Shortly after Adele announced that she would be releasing a new album this year, we wondered out loud whether or not the album had the ability to be even bigger than Taylor Swift's record-breaking 1989 album, which was released last year. Swift's album, which was released on Oct. 24, 2014, had the biggest debut sales week for an album since 2002, and was by far the best selling album of 2014. For Adele's 25 to be even bigger than Swift's 1989, the album would have to do some serious record-breaking stuff. Despite the hefty numbers 25 would have to reach in order to outsell Taylor Swift's 1989, we concluded that as a result of the anticipation for the album, Adele's wider ranging demographic, and the performance of her lead single "Hello," 25 could in fact be even bigger than Taylor Swift's album. Well, it's only been a few days, and boy we were we right.
Adele released her highly anticipated third studio album, 25, this past Friday, and the sales numbers are absolutely mind-boggling. As of Monday, the album has sold 2.3 MILLION copies in the U.S. This means that in just three days, Adele's album nearly doubled the number of copies 1989 sold in its debut week. 25 is on pace to have the biggest selling debut week in the history of the U.S. charts. *NSYNC's 2000 effort, No Strings Attached, currently holds the record, with 2.4 million copies sold in its debut week. Industry experts predict that the album could sell nearly 3 million copies in its first week.
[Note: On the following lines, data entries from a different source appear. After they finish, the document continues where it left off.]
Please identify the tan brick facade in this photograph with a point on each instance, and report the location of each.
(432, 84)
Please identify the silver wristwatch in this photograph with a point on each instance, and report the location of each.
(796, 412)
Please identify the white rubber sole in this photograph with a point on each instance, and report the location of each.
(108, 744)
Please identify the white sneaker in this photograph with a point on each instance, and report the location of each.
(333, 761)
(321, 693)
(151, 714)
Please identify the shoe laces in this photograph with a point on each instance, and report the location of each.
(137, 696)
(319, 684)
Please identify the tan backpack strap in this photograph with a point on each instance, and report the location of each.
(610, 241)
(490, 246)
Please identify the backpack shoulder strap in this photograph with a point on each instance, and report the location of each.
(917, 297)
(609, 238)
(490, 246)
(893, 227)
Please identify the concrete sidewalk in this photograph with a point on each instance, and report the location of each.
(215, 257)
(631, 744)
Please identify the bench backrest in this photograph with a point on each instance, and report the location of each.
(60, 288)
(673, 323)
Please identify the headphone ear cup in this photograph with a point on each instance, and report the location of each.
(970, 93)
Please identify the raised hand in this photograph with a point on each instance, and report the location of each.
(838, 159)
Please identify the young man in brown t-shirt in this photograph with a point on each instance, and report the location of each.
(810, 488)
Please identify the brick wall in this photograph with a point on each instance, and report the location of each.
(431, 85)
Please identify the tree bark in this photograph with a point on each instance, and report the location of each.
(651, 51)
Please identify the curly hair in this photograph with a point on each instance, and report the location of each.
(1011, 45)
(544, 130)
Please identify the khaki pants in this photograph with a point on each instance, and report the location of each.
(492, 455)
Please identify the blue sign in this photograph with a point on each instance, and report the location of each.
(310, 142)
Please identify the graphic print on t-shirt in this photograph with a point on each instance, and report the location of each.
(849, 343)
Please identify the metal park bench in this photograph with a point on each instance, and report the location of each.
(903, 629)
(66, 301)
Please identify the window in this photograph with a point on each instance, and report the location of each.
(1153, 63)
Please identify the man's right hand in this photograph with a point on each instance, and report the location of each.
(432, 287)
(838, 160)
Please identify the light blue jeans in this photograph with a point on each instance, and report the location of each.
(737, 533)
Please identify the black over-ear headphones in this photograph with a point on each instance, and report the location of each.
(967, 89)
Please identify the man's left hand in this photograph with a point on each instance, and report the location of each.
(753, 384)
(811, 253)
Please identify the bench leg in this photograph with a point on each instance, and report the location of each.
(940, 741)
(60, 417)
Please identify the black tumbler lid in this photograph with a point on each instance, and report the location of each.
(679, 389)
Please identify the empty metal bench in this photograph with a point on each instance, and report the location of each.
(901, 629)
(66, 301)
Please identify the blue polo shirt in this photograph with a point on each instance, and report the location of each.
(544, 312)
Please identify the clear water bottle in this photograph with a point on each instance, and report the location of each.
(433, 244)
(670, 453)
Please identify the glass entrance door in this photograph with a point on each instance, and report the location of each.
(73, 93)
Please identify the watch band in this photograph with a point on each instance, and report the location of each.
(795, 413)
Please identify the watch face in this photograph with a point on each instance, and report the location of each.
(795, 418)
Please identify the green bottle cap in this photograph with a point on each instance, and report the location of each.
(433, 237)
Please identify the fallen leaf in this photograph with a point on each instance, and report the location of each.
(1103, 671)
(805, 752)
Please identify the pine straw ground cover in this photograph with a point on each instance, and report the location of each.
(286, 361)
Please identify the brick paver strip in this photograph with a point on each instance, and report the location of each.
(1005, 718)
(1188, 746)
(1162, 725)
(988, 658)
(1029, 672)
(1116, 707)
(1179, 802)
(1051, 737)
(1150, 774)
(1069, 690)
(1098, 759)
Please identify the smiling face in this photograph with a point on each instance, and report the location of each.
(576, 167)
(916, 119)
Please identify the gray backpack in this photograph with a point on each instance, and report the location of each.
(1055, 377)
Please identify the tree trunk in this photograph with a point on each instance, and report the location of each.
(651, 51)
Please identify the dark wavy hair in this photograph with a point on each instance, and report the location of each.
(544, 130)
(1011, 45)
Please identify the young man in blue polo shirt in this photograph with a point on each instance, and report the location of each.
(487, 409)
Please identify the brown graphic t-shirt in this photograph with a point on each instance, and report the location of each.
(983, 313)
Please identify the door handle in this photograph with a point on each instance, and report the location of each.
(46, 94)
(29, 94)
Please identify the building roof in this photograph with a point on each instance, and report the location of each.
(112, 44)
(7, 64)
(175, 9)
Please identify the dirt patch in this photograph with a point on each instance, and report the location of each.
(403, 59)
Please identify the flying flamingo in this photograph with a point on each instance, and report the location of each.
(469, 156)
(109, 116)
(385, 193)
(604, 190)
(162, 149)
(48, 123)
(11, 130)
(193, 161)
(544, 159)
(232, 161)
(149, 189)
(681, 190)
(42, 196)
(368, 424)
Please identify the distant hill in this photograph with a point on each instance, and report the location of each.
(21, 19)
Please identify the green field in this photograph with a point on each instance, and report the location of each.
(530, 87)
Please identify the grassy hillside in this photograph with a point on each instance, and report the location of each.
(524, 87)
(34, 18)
So why did Adele's album sell so much more than Taylor Swift's album? Well, like Taylor Swift did with 1989, Adele opted to not make the album available for streaming on services such as Spotify or Apple Music, forcing those who wanted to listen to the album to buy a physical copy, which undoubtedly increases her sales numbers. Let's break down how she increases her sales. As far as streaming is handled on the charts, 1,500 song streams from an album is equivalent one album sale. Adele's 25 has 11 tracks on it. This means that roughly 136 people would need to stream Adele's album in its entirety in order for Adele to get just one sale on the charts. Let us say, realistically, that 25 of those 136 people went out and bought the album. Boom. That is 25 times the amount of sales that she would have if she made the album available for streaming.
In addition, as we stated in the last article about Adele and Taylor Swift, Adele's music reaches a much wider demographic than the music produced by Taylor Swift. Adele's music touches people of all ages and walks of life. Taylor Swift's music – while still wide reaching – has a more targeted audience than Adele's. As a result, more people were likely compelled to buy Adele's album as opposed to Taylor Swift's, which resulted in these monster numbers.
Congratulations to Adele for her major accomplishment.